4. These Principles and these Rights, were wrought into the English Constitution as fundamental Laws. And under this head he went back to the old Saxon Laws and to Magna Charta and the fifty Confirmations of it in Parliament and the Execrations ordained against the Violation of it, and the National Vengeance which had been taken on them from time to time down to the James; & Charles’s, and to the Petition of Rights and the Bill of Rights <to Life Liberty and Property> and the Revolution. He asserted that the Security of the Rights to Life Liberty and Property had been the Object of all those Struggles against Arbitrary Power temporal and Spiritual civil and political, military and Ecclesiastical in every Age. He asserted that our Ancestors as British Subjects and We their descendents and British Subjects were intitled to all those Rights by the British Constitution as well as by the Law of Nature, and our Provincial Charter as much as any Inhabitant of London or Bristol or any Part of England; and were not to be cheated out of them by any Phantom of “Virtual Representation,” or any other Fiction of Law or Politicks, or any Monkish Trick of deceit and Hypocricy.

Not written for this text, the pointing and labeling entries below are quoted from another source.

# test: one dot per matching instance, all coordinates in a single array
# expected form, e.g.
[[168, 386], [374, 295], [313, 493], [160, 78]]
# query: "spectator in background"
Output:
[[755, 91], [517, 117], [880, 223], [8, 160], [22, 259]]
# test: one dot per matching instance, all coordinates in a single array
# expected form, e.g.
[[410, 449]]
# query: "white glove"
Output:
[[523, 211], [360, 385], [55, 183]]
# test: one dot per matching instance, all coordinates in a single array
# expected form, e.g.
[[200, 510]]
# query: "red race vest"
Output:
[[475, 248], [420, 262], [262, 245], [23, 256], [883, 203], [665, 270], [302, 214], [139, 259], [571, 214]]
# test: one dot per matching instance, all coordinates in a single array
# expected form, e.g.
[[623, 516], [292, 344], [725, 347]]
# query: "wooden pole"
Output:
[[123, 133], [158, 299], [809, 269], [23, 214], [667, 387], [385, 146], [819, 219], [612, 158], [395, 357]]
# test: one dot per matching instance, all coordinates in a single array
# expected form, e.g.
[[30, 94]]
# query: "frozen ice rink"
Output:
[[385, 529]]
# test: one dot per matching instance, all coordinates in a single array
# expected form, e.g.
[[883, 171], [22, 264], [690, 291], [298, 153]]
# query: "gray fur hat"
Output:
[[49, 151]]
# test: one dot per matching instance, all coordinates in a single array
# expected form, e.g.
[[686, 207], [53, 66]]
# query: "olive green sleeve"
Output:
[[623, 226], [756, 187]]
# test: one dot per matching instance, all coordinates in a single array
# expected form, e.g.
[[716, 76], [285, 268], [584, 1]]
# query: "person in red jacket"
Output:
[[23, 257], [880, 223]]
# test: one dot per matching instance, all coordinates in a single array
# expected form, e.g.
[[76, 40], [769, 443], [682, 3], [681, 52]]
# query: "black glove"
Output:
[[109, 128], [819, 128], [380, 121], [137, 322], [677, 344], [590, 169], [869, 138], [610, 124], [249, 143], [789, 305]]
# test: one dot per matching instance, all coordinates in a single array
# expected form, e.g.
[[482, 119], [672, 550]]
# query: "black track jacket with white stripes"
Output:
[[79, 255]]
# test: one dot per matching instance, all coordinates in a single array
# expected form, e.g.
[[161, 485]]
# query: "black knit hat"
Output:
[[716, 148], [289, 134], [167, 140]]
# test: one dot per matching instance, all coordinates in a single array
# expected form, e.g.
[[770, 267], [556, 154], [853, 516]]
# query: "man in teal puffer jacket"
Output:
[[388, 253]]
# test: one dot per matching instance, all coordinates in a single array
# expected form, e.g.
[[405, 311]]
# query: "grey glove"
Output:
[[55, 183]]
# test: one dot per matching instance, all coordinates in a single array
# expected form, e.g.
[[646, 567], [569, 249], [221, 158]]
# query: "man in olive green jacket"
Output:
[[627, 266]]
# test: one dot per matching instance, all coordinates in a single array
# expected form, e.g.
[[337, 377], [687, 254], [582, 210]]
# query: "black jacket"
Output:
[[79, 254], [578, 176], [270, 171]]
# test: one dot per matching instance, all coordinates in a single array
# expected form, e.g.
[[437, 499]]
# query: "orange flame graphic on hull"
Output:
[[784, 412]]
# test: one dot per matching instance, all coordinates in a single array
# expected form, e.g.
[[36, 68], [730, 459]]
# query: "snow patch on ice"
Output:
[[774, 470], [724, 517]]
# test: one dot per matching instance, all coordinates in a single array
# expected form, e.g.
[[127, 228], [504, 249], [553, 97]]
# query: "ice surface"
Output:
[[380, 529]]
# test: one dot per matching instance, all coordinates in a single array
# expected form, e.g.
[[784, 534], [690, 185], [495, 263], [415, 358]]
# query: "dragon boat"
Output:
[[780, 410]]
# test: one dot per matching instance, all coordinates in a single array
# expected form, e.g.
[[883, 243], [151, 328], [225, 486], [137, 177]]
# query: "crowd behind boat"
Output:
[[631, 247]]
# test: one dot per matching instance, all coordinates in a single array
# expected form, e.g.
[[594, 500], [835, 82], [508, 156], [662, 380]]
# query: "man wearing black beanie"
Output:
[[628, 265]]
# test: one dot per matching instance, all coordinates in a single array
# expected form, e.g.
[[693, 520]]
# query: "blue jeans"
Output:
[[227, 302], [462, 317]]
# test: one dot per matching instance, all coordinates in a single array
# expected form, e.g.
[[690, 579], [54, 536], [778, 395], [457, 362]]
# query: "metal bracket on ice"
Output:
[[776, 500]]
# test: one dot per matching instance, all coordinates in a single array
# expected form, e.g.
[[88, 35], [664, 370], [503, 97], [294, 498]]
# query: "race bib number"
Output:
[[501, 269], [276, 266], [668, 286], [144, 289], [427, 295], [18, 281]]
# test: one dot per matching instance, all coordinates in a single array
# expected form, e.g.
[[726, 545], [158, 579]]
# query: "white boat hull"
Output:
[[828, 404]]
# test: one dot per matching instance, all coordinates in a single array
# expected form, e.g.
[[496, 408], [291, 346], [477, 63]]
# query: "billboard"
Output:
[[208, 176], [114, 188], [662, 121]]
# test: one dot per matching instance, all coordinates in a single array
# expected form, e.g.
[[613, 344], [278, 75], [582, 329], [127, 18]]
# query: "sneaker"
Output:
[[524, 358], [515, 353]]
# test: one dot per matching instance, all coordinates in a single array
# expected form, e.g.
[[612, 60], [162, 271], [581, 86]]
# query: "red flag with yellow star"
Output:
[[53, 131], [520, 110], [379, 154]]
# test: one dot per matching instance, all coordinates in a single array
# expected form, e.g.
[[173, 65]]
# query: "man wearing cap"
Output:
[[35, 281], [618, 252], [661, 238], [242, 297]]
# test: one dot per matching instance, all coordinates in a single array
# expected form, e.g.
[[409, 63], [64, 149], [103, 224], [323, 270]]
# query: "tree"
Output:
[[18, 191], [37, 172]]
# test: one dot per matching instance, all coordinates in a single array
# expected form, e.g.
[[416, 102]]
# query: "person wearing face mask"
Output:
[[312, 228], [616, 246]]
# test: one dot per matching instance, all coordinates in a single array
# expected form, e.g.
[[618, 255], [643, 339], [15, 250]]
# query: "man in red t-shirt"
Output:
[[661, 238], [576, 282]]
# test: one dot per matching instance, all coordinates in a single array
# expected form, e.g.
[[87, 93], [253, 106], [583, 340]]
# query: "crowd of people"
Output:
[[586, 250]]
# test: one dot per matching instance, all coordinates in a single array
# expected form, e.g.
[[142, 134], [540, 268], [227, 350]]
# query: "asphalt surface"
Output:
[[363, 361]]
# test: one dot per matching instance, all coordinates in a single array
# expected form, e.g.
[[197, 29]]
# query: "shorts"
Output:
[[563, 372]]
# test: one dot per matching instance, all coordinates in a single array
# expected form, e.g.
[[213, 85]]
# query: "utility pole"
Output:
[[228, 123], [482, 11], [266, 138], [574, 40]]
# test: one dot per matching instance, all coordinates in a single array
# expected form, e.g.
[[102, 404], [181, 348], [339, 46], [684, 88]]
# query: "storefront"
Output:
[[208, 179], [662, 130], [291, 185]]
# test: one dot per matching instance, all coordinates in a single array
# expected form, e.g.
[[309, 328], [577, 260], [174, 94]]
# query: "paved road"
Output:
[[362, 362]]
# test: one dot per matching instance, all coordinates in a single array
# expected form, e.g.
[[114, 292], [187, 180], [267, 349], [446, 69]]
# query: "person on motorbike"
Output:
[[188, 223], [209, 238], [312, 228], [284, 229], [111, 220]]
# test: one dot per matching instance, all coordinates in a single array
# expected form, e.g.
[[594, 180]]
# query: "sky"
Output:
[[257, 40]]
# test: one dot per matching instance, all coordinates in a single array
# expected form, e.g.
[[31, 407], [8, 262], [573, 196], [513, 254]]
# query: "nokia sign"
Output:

5. He then examined the Acts of Trade one by one, and demonstrated that if they were considered as Revenue Laws, they destroyed all our security of Property Liberty and Life; every Right of Nature and the English Constitution, and the Charter of the Province. Here he considered the distinction between “External[] and “internal Taxes” at that time a popular and common place distinction. But he asserted there was no such distinction in Theory, or upon any [Province] Principle but “Necessity.” The Necessity that the Commerce of the Empire should be under one direction, was obvious. “The Americans had been so sensible of this Necessity, that they had connived at the distinction between external and internal Taxes and had Submitted to the Acts of Trade as Regulations of Commerce; but never as Taxations, or Revenue Laws. Nor had <right> the British Government, till now, ever dared to attempt to enforce them as Taxations or Revenue Laws. They had lain dormant in that Character for a Century almost. The Navigation Act he allowed to be binding upon Us because We had consented to it by our own Legislature. He gave a History of the Navigation Act of the first of Charles the Second a Plagiarism from Oliver Cromwell. This Act had lain dormant 15 years. In 1675 after repeated Letters and Orders from the King, Governor Winthrop very candidly informs his Majesty that the Laws had not been executed because it was thought unconstitutional, Parliament not having Authority, over Us.—

I Shall pursue this Subject in a short Series of Lette[r]s. Providence pursues its incomprehensible and inscrutable designe in its own Way and by its own Instruments. And I Sincerely believe Mr Otis to have been the earliest and the principle Founder of one of the greatest political Revolutions that ever occoured among Men, it seems to me of some importance that his Name and Character should not be forgotten. Young Men should be taught to honour Merit, but not to adore it. The greatest Men have the greatest faults.—

John Adams

MHi: Adams Family Papers, Letterbooks.